A short description of Ragnar Relay, Las Vegas and I got an earful of how foolish I was. Not just from him, but from the whole row!
And it was nice.
I'm that little reflective T you see on the left of the picture.
There is a courage that comes from doing what others think is senseless, particularly if you’re prepared -- and for once in my life -- I was prepared. So, I was confident – though a little afraid of the dark – and ready to take on this adventure known as the Ragnar.
When I think about why I agreed to train and travel and participate in this particular relay there is really only one answer. My brother asked me. He said it would be fun. He said it would bond our family together. He said I could finish. And I believed him.
Obviously, that's me in the pink diaper shorts. Why do running shorts look like diapers!?!?!
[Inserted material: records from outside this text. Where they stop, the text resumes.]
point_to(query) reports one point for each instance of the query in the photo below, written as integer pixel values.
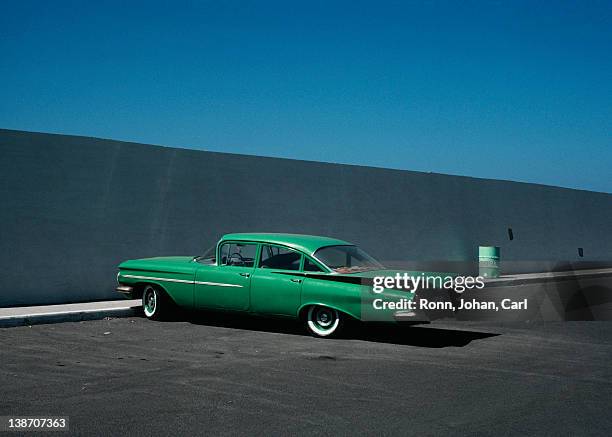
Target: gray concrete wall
(74, 207)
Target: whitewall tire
(323, 321)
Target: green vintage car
(322, 281)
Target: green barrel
(488, 261)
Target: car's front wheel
(152, 302)
(323, 321)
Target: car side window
(310, 266)
(280, 258)
(238, 254)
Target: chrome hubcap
(324, 318)
(150, 301)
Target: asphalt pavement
(210, 375)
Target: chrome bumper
(124, 289)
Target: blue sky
(508, 89)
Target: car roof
(306, 243)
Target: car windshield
(347, 259)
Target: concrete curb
(68, 316)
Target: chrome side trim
(217, 284)
(183, 281)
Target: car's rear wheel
(323, 321)
(153, 302)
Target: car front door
(228, 284)
(276, 284)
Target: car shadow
(407, 335)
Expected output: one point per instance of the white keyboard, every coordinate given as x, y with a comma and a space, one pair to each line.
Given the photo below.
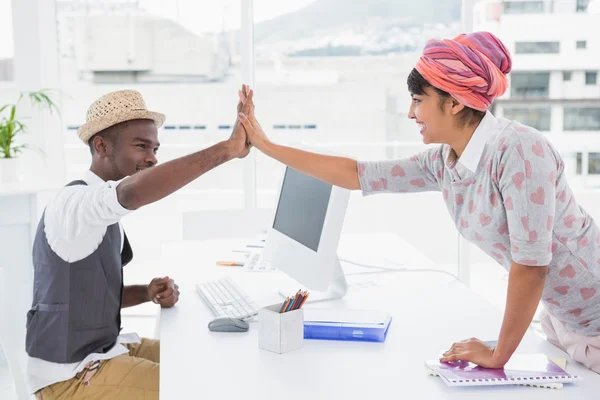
225, 298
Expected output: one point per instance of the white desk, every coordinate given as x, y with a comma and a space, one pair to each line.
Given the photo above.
430, 311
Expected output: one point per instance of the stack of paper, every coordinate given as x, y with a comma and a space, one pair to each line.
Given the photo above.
522, 369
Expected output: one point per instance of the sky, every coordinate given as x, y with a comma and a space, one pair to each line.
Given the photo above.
196, 15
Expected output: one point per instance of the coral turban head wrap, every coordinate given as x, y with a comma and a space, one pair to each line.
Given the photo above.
472, 68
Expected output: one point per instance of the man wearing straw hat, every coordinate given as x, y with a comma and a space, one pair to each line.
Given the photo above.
73, 338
Now that it’s all over and we did indeed finish I’ve been shuffling through the photos and I’ve come to this conclusion. I didn’t go to Vegas to run a race. I went to Vegas to discover who is my family.
And it was nice.
It turns out; family is more than your brothers and sister. It’s not just your parents. It is your running partner who logged countless miles and hours at your side and converted you to early morning runs. It is your husband who stayed behind to watch the kids. It is a neighbor who sent you a text in the middle of the night to wish you luck. It is one of the other 1st grade mothers who wrote you an e-mail just to tell you how amazing you are just days before the race. It is the woman you’ve known since you were 5 who saved you from chaos and provided you a safe and quiet place to land after the race. It’s anyone and everyone who touches your life and knows that those who have felt the greatest need for help give the most relevant help. Oh my gosh, I love my family!
The whole family, but not the whole team. From left to right: Trent, Andrew, Me, Dad, Mom, Adam, Devin.
Aside from learning that I like my family, I determined I want to test myself. Running through the desert in the middle of the night wasn’t as hard as I thought it was going to be. I think a marathon is next, my friends. (Or I could be convinced to do another 200-mile relay with a 6-man team.) So, if you’re wondering…
I’m going to run a race.
A picture just to prove I never take myself TOO seriously.